The Weeklong Bug

This one is more of a diary blog, rather than criticising anyone in particular. It’s an example of the tricky and infuriating side of being a software developer.

There was a bug logged a few months back that we didn’t pay attention to, but it’s progressively got more complaints and there are a bunch of users complaining about it on a Facebook group, so I think it got attention from the CEO.

Like usual, the bug comes to me to fix, and it seemed the expectation was that I’d have it done in a few days.

Users basically have an Inbox with a list of tasks in there. Like an email application they can see the tasks on the main-view but can also double-click to open them. On this open-view, they can click buttons to deal with the task, but they can also scroll to new tasks rather than closing.

On the open-view, users were clicking Approve but nothing happened. If they clicked it again, then it was successfully approved. If you looked in the audit, it did show two approvals. This bug didn’t occur if you opened the task directly from the main-view, then Approved. It was only when you switched to another task on the open-view.

I could easily recreate it, but when I was debugging, I couldn’t make sense of what was going on. It seemed to have the correct data, it updated the correct property, then all of a sudden, it seemed wrong again. The code in that area was massively confusing and it was hard to work out how things should work.

After days of looking at it, I managed to persuade one of my work friends (and maybe one of the smartest developers) to come help me out. He couldn’t understand the problem, but came up with theories of caching problems. I didn’t see anything obvious in the code I saw, but I was out of ideas, so we changed the config to disable all the caches. Didn’t make a difference.

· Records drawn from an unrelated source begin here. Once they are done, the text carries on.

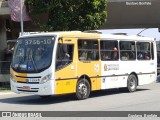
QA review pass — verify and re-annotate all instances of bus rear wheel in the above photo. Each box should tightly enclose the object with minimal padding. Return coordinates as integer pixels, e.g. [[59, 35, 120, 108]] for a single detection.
[[76, 79, 91, 100], [127, 74, 137, 92]]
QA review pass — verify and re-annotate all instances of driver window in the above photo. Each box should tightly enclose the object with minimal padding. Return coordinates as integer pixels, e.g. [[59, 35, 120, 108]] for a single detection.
[[56, 43, 74, 70]]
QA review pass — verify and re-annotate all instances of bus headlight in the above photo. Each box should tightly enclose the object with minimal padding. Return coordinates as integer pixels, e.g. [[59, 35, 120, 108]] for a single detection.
[[10, 74, 17, 82], [39, 74, 52, 84]]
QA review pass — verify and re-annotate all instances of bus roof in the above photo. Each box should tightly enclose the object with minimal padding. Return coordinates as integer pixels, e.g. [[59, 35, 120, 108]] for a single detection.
[[19, 31, 155, 41]]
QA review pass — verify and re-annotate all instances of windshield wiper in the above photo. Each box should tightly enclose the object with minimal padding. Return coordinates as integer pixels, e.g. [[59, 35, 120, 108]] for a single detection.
[[29, 49, 38, 72]]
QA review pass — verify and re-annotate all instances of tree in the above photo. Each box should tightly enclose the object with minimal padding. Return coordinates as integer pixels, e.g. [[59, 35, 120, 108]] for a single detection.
[[25, 0, 107, 31]]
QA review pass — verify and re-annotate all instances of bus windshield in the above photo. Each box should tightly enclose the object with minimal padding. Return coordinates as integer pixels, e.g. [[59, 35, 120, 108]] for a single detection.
[[11, 36, 55, 73]]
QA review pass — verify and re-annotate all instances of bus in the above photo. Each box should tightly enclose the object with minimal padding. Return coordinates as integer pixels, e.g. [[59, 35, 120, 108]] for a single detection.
[[156, 41, 160, 75], [10, 31, 157, 100]]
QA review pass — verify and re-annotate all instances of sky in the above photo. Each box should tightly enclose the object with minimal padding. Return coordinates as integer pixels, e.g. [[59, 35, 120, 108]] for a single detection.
[[99, 28, 160, 41]]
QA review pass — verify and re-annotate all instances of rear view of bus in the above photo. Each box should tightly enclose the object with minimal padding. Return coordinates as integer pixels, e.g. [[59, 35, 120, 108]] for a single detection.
[[10, 35, 56, 96]]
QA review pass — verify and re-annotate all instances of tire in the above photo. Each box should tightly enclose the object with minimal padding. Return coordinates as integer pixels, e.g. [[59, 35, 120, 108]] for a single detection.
[[76, 79, 91, 100], [127, 74, 137, 92]]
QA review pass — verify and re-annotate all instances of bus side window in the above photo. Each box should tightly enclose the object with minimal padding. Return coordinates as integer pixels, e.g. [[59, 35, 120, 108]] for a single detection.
[[56, 44, 74, 70], [136, 42, 151, 60], [120, 41, 136, 61], [78, 39, 99, 61]]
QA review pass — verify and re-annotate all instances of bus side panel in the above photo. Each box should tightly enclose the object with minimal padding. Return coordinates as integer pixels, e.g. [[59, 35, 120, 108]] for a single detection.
[[10, 68, 27, 82], [55, 79, 77, 94], [77, 61, 101, 90]]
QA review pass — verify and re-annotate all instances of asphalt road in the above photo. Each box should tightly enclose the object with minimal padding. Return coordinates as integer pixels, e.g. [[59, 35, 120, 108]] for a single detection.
[[0, 82, 160, 119]]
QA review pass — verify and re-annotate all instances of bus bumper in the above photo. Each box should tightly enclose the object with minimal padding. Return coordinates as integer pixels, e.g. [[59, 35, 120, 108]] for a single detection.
[[10, 80, 54, 95]]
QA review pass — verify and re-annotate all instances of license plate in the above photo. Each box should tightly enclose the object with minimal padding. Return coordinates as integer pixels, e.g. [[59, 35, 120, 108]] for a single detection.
[[23, 86, 30, 90]]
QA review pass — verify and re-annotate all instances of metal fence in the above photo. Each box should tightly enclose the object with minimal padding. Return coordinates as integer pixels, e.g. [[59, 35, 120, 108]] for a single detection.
[[0, 61, 11, 90]]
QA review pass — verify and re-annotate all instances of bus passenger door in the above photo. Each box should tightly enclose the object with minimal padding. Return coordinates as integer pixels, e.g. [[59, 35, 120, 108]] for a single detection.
[[55, 38, 76, 94]]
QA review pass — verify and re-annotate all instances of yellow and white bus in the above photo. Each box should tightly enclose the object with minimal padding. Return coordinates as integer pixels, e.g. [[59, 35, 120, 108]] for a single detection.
[[10, 31, 157, 99]]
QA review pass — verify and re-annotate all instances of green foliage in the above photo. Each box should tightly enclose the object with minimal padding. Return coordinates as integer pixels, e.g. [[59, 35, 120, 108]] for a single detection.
[[25, 0, 107, 31]]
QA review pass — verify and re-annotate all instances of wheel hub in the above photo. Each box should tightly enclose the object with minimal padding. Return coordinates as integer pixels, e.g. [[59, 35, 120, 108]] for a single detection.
[[78, 83, 87, 95]]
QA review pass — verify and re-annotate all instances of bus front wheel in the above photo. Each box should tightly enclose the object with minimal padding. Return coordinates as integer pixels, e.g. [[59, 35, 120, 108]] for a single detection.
[[76, 79, 91, 100], [127, 74, 137, 92]]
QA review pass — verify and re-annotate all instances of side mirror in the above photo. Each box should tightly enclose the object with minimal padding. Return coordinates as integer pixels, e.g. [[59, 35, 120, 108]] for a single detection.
[[58, 37, 63, 43]]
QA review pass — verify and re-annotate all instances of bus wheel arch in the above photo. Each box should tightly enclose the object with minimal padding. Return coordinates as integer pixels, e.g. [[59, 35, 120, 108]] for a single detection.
[[130, 72, 139, 86], [127, 72, 138, 92], [76, 75, 91, 100]]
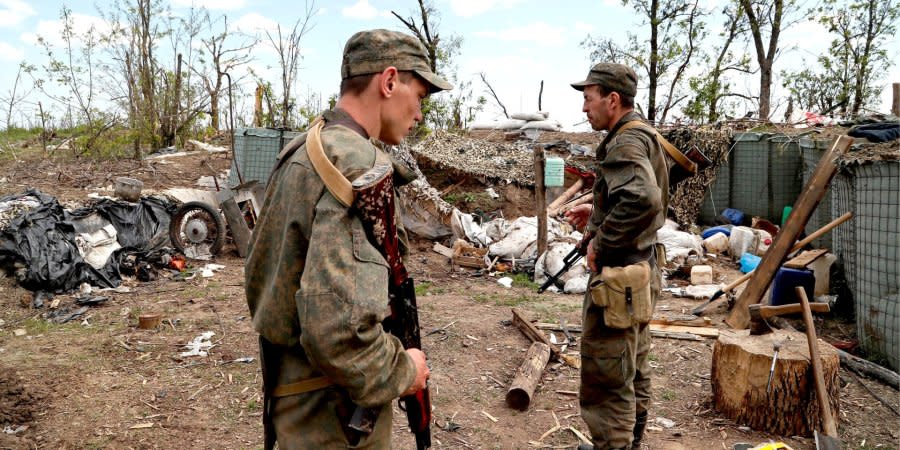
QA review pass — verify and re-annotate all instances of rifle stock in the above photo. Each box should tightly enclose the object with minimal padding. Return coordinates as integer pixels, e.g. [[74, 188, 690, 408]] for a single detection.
[[538, 233, 594, 294], [351, 154, 431, 450]]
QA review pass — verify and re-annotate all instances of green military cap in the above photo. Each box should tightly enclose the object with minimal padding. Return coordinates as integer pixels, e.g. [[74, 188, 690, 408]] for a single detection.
[[341, 30, 453, 92], [572, 63, 637, 97]]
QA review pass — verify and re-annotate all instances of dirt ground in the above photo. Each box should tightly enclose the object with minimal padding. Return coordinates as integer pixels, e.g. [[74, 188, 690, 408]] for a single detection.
[[0, 142, 900, 450]]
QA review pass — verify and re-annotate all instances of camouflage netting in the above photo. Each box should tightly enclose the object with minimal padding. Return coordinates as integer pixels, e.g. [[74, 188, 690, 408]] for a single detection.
[[410, 127, 733, 225], [661, 127, 733, 226], [410, 131, 534, 186]]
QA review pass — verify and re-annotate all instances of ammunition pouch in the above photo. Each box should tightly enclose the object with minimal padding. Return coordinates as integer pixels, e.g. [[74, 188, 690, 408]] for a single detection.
[[589, 261, 653, 329]]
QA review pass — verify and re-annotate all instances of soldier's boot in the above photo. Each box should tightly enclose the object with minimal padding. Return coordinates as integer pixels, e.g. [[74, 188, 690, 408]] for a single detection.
[[631, 411, 647, 450]]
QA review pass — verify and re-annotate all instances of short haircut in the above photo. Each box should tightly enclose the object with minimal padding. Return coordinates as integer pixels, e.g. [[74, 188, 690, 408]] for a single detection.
[[597, 84, 634, 108], [338, 71, 420, 96]]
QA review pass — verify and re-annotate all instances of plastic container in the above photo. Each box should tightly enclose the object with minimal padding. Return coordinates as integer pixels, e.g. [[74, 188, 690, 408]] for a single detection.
[[728, 227, 759, 259], [722, 208, 744, 225], [741, 253, 762, 273], [703, 233, 728, 253], [544, 157, 566, 187], [769, 267, 816, 306], [700, 225, 732, 239]]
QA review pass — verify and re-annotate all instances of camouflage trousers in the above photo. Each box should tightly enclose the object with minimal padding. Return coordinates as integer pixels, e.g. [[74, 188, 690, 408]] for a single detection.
[[579, 263, 662, 450], [272, 344, 393, 450]]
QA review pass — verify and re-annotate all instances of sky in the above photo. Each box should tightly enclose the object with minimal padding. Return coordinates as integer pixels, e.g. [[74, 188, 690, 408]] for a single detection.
[[0, 0, 900, 130]]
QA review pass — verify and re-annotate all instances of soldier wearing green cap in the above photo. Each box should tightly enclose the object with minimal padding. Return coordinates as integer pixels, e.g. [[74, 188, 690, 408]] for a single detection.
[[245, 30, 451, 449], [567, 63, 669, 450]]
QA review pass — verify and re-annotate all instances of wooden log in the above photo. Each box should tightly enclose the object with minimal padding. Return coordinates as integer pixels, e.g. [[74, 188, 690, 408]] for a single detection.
[[725, 136, 853, 329], [838, 349, 900, 390], [512, 308, 560, 361], [506, 342, 550, 411], [534, 144, 547, 256], [710, 330, 840, 436]]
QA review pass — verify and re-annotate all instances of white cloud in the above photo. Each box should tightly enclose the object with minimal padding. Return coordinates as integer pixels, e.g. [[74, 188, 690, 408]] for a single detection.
[[0, 0, 35, 28], [0, 41, 25, 62], [575, 20, 595, 33], [341, 0, 389, 20], [232, 13, 278, 34], [450, 0, 524, 17], [475, 22, 565, 47], [172, 0, 247, 11], [20, 13, 110, 47]]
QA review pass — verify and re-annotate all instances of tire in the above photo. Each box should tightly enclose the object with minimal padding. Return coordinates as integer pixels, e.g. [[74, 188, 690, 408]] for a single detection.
[[169, 202, 226, 259]]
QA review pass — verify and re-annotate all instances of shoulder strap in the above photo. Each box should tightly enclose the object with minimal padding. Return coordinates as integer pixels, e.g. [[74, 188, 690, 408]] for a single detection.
[[306, 117, 354, 208], [619, 120, 697, 175]]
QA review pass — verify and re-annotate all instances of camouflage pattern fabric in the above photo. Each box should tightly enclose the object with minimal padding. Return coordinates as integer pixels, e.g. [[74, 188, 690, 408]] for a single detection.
[[245, 110, 416, 448], [579, 112, 668, 450]]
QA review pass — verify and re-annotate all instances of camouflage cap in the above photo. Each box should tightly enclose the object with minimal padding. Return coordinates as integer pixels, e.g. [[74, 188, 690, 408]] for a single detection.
[[572, 63, 637, 97], [341, 29, 453, 92]]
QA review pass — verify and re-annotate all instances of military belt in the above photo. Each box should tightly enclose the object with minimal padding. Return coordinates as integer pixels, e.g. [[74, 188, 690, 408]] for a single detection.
[[272, 376, 334, 398]]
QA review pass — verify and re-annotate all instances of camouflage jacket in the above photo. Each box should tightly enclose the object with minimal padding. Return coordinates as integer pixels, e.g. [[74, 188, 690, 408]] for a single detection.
[[245, 110, 415, 407], [587, 111, 669, 266]]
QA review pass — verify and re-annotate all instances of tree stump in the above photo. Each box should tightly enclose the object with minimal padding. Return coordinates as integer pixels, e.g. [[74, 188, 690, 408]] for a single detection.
[[710, 330, 840, 436]]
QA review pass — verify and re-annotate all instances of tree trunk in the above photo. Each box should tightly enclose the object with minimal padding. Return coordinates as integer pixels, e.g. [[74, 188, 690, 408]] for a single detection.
[[758, 61, 772, 120], [647, 0, 659, 123], [506, 342, 550, 411], [710, 330, 840, 436]]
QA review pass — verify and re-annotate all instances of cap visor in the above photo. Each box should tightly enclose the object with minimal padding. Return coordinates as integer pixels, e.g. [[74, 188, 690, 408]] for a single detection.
[[570, 80, 597, 91], [415, 70, 453, 93]]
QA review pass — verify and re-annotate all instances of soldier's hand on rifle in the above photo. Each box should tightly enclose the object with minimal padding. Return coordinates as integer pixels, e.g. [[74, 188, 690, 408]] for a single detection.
[[565, 203, 591, 230], [585, 240, 600, 273], [400, 348, 431, 397]]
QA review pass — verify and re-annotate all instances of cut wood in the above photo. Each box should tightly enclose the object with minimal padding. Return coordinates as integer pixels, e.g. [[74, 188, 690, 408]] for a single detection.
[[784, 248, 828, 269], [710, 330, 840, 436], [725, 136, 853, 329], [650, 323, 719, 338], [837, 349, 900, 390], [506, 342, 550, 411], [512, 308, 559, 361]]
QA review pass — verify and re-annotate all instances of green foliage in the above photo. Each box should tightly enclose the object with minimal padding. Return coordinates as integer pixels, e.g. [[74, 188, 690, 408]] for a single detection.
[[782, 0, 900, 115]]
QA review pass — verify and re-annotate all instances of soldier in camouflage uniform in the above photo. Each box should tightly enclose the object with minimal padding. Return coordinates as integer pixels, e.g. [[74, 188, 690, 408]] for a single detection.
[[245, 30, 451, 449], [567, 63, 669, 450]]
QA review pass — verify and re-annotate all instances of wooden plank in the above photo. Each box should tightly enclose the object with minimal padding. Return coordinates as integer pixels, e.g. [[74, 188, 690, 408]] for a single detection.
[[725, 136, 853, 329], [784, 248, 828, 269], [534, 144, 547, 257], [512, 308, 559, 361], [650, 323, 719, 338]]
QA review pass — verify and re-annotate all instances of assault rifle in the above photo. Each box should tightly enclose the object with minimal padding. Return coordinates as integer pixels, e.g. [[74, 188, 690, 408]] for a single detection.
[[538, 232, 594, 294], [350, 158, 431, 450]]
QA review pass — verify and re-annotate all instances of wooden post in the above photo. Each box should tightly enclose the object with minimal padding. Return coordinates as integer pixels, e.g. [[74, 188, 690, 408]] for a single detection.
[[891, 83, 900, 116], [725, 136, 853, 329], [506, 342, 550, 411], [253, 83, 263, 128], [534, 144, 547, 257]]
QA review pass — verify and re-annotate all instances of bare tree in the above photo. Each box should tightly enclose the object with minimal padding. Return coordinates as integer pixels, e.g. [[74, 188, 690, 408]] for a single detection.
[[478, 72, 509, 119], [684, 2, 757, 122], [582, 0, 706, 122], [266, 0, 316, 127], [819, 0, 900, 115], [191, 16, 257, 131], [740, 0, 794, 120]]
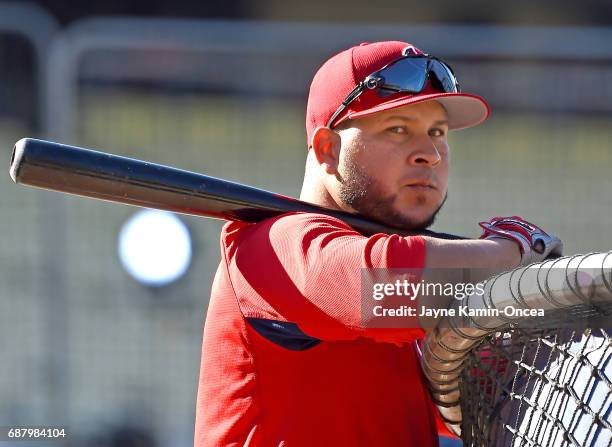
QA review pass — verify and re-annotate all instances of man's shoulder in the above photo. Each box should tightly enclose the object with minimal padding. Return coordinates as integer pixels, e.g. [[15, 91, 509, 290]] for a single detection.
[[222, 212, 353, 237]]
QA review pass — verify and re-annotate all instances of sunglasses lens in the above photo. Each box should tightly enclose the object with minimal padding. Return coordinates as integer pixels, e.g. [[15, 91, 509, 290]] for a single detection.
[[429, 59, 459, 93], [380, 57, 427, 93]]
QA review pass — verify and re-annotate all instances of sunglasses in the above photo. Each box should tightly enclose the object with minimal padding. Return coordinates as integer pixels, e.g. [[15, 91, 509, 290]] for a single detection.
[[327, 55, 461, 128]]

The next day, I told my manager that there’s no progress, and we probably need to get more nerds involved. So I managed to get a couple of hours with the smartest developer at the company.

He couldn’t understand it either. He was convinced that after the data is saved to the database, something on another Thread was changing the data in the cache, so that the object on the client doesn’t match the server cache. 

The next day, we were losing hope. I could only get a couple of hours with the smartest developers but even they were confused, and now I was on my own again.

I looked at some recent changes to the files in question, and I saw someone had reduced the amount of “refreshes” on these tasks. It was previously trying to reload the data a few times every time you selected a task. I reverted the changes to see if it made a difference…and it fixed the issue.

The thing is, I wasn’t going to just revert the changes, because the performance issues would be back. So then I was trying to work out why that had a bearing on the cache. I persuaded a Senior developer on my team to also look at it because I was convinced I was close, but by this point, it was hard to think because I had spent 5 days on this same bug. I had been doing more than my 9-5, I was basically doing 8-6, then sometimes 10pm-12am. There must be something I am overlooking.

It took him a couple of days but he did point me in the right direction. It seemed we were basically caching a data object in a variable, retrieving the data again on the server which changed the object references in the server cache. Then when you click Approve, it updates a different object reference, and now they are out of sync.

So I basically removed the cached variable, and only used the data once the server cache had been updated.

A simple fix in the end, but it took all week.

Missing Update

I received a review from Colin which was modifying an internal tool. I have never made any changes for this tool, but I have had a nosey at other changes to have a vague idea of the approach to modifying this.

I point out that his SQL patch was missing an “update” statement. (Ideally, maybe someone should add a database trigger, because manually adding this extra “update” statement to every patch is a bit silly; but hey, that’s the current process).

He replies back asking why he needs the update. Before I had even responded, he had made the change anyway. So he has no idea, but is happy to do what I say! 

He also said “I have never made a change for this tool before”. I knew that was a lie. I could look at the ‘Completed Pull Requests’ and find 1 change that he did a few months back. I really haven’t made a change to this before, and I know that this statement needs adding in, it’s not really an excuse.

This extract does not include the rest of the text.